Türkiye, Zamanında Musul ve 12 Adayı Neden Kaybetti?

atatürk'ün musul ve 12 ada’yı "bırakması" ifadesi teknik olarak tam doğru değildir; çünkü bu meseleler, osmanlı'nın son döneminden miras kalan uluslararası sorunlardı. atatürk ve türkiye cumhuriyeti yönetimi bu sorunlarla savaş sonrası koşullarda ve sınırlı diplomatik güçle uğraşmak zorunda kaldı. aşağıda her iki konunun da temel nedenlerini açıklayayım:
1. musul meselesi
musul 1923 lozan görüşmeleri sırasında türkiye ile ingiltere arasında en büyük tartışma konularından biriydi. türkiye bu bölgenin misak-ı millî sınırları içinde olduğunu savundu. ancak:
ingiltere, musul'u kontrol eden irak üzerindeki manda yönetimini elinde tutuyordu ve bölgeyi bırakmaya niyetli değildi.
lozan'da anlaşma sağlanamadı ve konu 1926'da milletler cemiyeti’ne taşındı.
milletler cemiyeti musul’u ingiltere’ye bağlı irak’a verdi.
türkiye ise 1926 ankara antlaşması ile bu kararı kabul etti ve irak’tan bazı ekonomik imtiyazlar ve üç yıl süreyle petrol gelirinden %10 pay aldı.
neden "bırakıldı"?
türkiye henüz yeni kurulmuştu ve ordu yorgundu.
aynı anda birçok cephede savaş riski alınamazdı.
iç güvenlik, ekonomi ve diplomasi öncelikliydi.
ingiltere gibi büyük bir güçle doğrudan savaşa girmek, genç cumhuriyet için büyük bir risk olurdu.
2. 12 ada meselesi
12 ada, ege denizi'nde italya tarafından 1912’de osmanlı’dan geçici olarak alınmış, ancak balkan savaşları ve sonrasında fiilen kontrolü kaybedilmişti.
italya, i. dünya savaşı’ndan sonra adaları elinde tutmaya devam etti.
lozan antlaşması’nda 12 ada konusu türkiye ile değil, italya ve yunanistan arasında ele alındı.
1947 paris antlaşması ile italya, 12 ada’yı yunanistan’a devretti.
neden alınamadı?
türkiye, lozan’da adalar üzerindeki fiili durumu tanımak zorunda kaldı.
o dönemde deniz gücü zayıftı; ege’de güçlü bir deniz politikası izleyemezdi.

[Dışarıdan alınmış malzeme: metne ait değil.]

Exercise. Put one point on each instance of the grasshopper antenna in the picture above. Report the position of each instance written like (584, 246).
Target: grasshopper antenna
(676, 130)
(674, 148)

aynı şekilde, batı ile barış içinde ilişkiler kurmak öncelikliydi.
sonuç olarak
atatürk'ün musul ve 12 ada konusunda geri adım atması bir "tercih" değil, gerçekçi ve akılcı bir stratejiydi. türkiye, o dönemde mevcut sınırlarını korumayı ve içeride devrimleri gerçekleştirmeyi öncelikli saydı. atatürk'ün şu sözü bu durumu özetler:
"hudutlarımız dışında bir karış toprak için bir damla türk kanı dökmem."
ileride güçlenmek ve yeni nesillere daha sağlam bir ülke bırakmak için o gün taviz değil, devlet aklı kullanılmıştır.